Today marks four years since Oslo’s City Hall reverberated with these words of Liu Xiaobo, along with his calm but fierce defense of the freedom of expression and his bedrock belief that freedom will someday come to China. As Swedish actress Liv Ullman read Liu’s essay “I Have No Enemies,” which he had penned to read at his sentencing in December 2009, and as Nobel Peace Prize Committee Chairman Thorbjorn Jagland evocatively placed Liu’s Nobel medal on an empty chair, it felt for a few hours as if all of those in China struggling to ensure their rights had won a global victory.

But as Liu Xiaobo endures prison, roughly halfway through his 11-year sentence for allegedly “inciting subversion of state power,” it is clear Beijing’s leadership has not tempered its zeal for punishing peaceful critics. Poets, painters, and publishers, editors and journalists, scholars, activists, and ordinary citizens speaking their minds peacefully: in recent years many have been detained and some harshly punished for articulating their views. The term “inquisition” seems appropriate for its connotations of anachronistic realities that persist despite the radical socioeconomic transformation of China and the relative security its leadership enjoys.

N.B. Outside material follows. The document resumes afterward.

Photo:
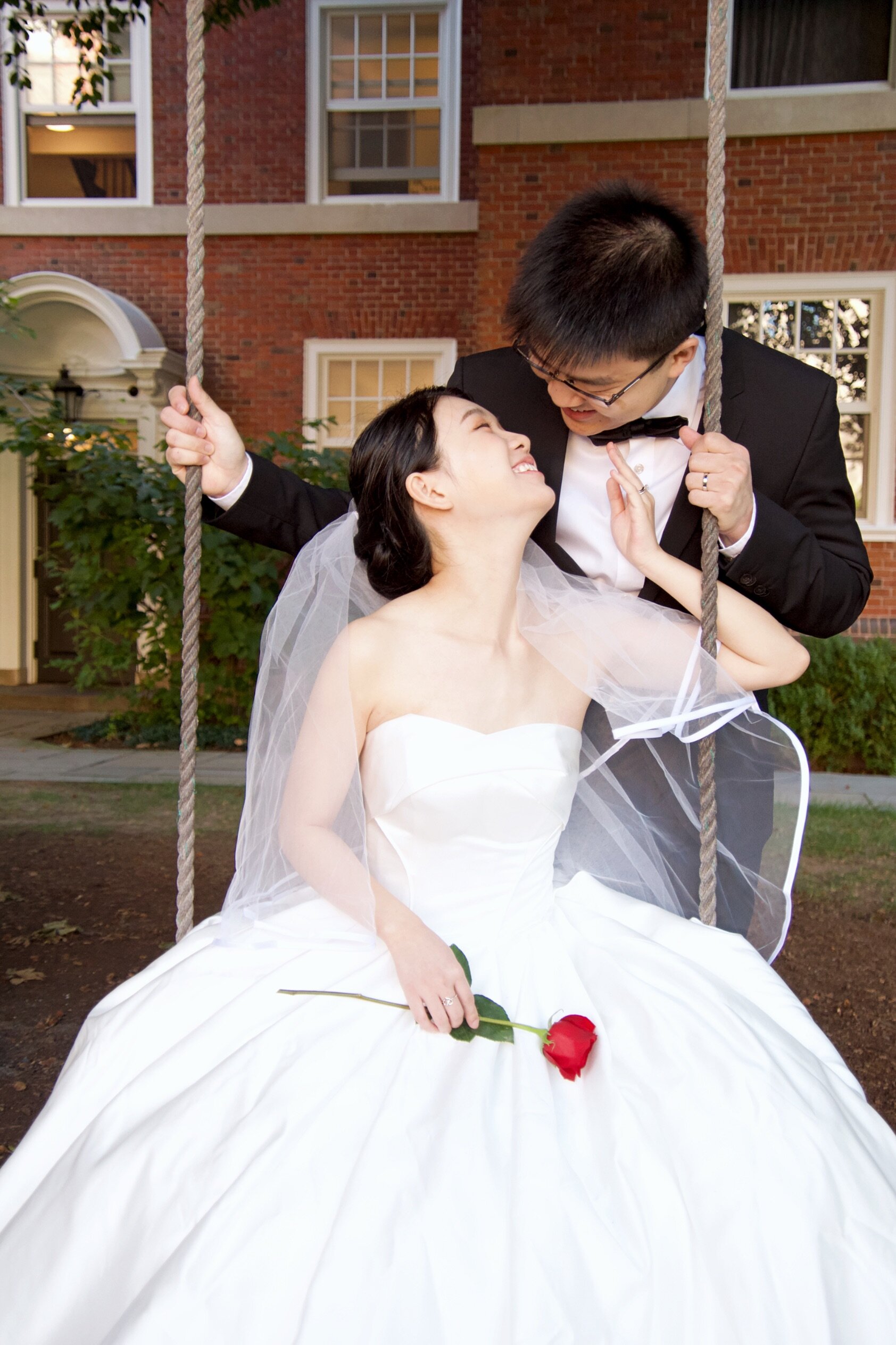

The new leadership in Beijing has its own aspirations, promising to make the “China dream” a reality, and to return China to its rightful place on the world stage. But these hardly mask the deeper drive of President Xi Jinping to reinforce the Chinese Communist Party’s grip on power. As persecution inside the country worsens to a level unseen since the 1990s, Chinese diplomatic rhetoric cautioning against “interference in internal affairs” has become progressively louder, leading many of the governments that sent representatives to Oslo that day to mute their concerns. But that silence stunts the prospects for China becoming what many inside and outside want it to be: a country whose stability is the product of the real rule of law and of respect for people and their ideas.

And so today, on International Human Rights Day and the fourth anniversary of Liu’s Nobel win, we would all do well to recall Liu’s words that resounded in Oslo, and those that his wife Liu Xia, offered up in 2013 during a brief respite from house arrest, where she remains: “I tell myself to stand straight, don’t be afraid.”